Recommendations

In ecosystems characterized by low accessibility and challenging terrain, including the Arctic tundra, remote sensing observations provide the only practical approach for observing, monitoring, and quantifying changes in vegetation structure, function, and distribution. However, to make the best use of these data and provide useful information for ecological research and specifically process modeling requires converting the remotely sensed observations (e.g., surface radiance or reflectance) to derived biophysical or functional quantities of interest (e.g., leaf area index, leaf functional traits). A range of approaches have been used to convert spectroscopic measurements to plant properties (Cawse-Nicholson et al., 2021; J. A. Gamon et al., 2019; Serbin & Townsend, 2020). However, the distinctive characteristics of the Arctic as described above requires separate approaches, differing from algorithms trained using data from temperate or tropical regions. Thus, developing effective scaling approaches to allow for mapping Arctic vegetation composition and function is a critical need and challenge.
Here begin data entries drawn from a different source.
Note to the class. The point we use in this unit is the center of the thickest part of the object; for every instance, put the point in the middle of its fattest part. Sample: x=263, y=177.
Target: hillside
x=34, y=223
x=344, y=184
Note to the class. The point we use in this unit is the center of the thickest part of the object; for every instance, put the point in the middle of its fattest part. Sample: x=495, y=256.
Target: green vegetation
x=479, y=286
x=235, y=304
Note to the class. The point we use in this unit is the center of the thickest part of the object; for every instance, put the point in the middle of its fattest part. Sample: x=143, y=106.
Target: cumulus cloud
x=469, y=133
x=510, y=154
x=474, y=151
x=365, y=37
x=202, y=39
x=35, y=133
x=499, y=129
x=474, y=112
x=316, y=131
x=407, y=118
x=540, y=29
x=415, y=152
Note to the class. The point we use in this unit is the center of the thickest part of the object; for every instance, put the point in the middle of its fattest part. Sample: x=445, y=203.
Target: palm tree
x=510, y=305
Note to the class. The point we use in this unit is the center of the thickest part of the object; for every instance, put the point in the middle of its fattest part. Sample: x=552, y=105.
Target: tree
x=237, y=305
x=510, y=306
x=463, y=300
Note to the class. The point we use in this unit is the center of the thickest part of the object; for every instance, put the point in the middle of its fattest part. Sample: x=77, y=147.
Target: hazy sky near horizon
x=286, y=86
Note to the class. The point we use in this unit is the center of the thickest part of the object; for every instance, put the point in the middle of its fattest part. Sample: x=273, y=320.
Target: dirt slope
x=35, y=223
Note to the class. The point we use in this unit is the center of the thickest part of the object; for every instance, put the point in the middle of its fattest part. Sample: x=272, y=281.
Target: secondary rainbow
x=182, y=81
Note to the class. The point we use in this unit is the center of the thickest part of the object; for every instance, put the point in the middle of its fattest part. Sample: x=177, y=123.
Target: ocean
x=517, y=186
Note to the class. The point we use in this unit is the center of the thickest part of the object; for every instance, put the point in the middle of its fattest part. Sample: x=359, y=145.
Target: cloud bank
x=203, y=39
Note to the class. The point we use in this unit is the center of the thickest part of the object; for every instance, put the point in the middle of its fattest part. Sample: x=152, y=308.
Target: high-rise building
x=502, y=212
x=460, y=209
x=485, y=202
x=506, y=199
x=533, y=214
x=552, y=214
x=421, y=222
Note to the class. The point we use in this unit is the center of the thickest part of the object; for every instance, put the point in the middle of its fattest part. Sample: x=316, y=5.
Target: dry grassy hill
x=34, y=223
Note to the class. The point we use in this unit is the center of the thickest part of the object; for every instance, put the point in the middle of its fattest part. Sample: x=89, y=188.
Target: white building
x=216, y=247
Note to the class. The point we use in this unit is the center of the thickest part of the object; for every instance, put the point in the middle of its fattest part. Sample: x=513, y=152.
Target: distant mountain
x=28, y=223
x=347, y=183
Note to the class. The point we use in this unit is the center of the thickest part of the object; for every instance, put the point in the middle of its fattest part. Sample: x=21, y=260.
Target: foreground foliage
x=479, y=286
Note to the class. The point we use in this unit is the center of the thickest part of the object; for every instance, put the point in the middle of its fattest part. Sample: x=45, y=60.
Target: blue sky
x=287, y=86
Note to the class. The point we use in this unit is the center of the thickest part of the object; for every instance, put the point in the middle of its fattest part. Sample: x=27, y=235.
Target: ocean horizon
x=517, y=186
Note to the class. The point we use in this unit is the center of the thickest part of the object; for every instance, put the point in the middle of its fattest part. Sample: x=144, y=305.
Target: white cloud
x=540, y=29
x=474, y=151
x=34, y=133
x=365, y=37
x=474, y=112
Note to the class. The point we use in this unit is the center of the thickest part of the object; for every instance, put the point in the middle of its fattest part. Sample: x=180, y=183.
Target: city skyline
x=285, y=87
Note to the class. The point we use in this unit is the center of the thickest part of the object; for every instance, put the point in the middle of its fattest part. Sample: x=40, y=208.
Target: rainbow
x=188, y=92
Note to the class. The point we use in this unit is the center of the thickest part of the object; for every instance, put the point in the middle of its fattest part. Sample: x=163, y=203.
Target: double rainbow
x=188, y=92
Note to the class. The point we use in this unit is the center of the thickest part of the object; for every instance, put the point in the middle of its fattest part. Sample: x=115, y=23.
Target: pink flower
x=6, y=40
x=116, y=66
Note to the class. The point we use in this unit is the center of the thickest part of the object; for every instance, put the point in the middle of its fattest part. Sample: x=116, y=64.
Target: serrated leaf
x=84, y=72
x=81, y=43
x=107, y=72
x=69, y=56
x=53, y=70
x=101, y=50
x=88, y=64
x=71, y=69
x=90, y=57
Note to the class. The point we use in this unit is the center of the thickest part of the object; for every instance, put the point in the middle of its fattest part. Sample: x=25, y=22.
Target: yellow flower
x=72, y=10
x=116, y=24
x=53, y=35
To address this challenge, we recommend that a multi-scale approach (Table 2), including a mix of observations from laboratory, field, and novel platform studies (e.g., UAS, tower-mounted, sensor network including SpecNet) is used in coordination with satellite overpasses when possible. These observations must then be assessed cohesively, together with appropriate statistical and radiative transfer modeling (Figure 9, Table 2). Leaf-scale and controlled laboratory studies are often used to identify fundamental, underlying drivers of variation in leaf optical properties to aid in the development of algorithms for estimating leaf functional traits or evaluating leaf stress (e.g., Féret et al., 2011; J. A. Gamon et al., 1997; Hunt & Rock, 1989). However, such work has historically been limited in the Arctic in comparison with other ecosystems, suggesting that considerable uncertainty will remain through efforts to tie spectral observations to vegetation function. To efficiently address this issue, future spectroscopy campaigns should engage with laboratory and field studies to determine where multi-scale observations could be established.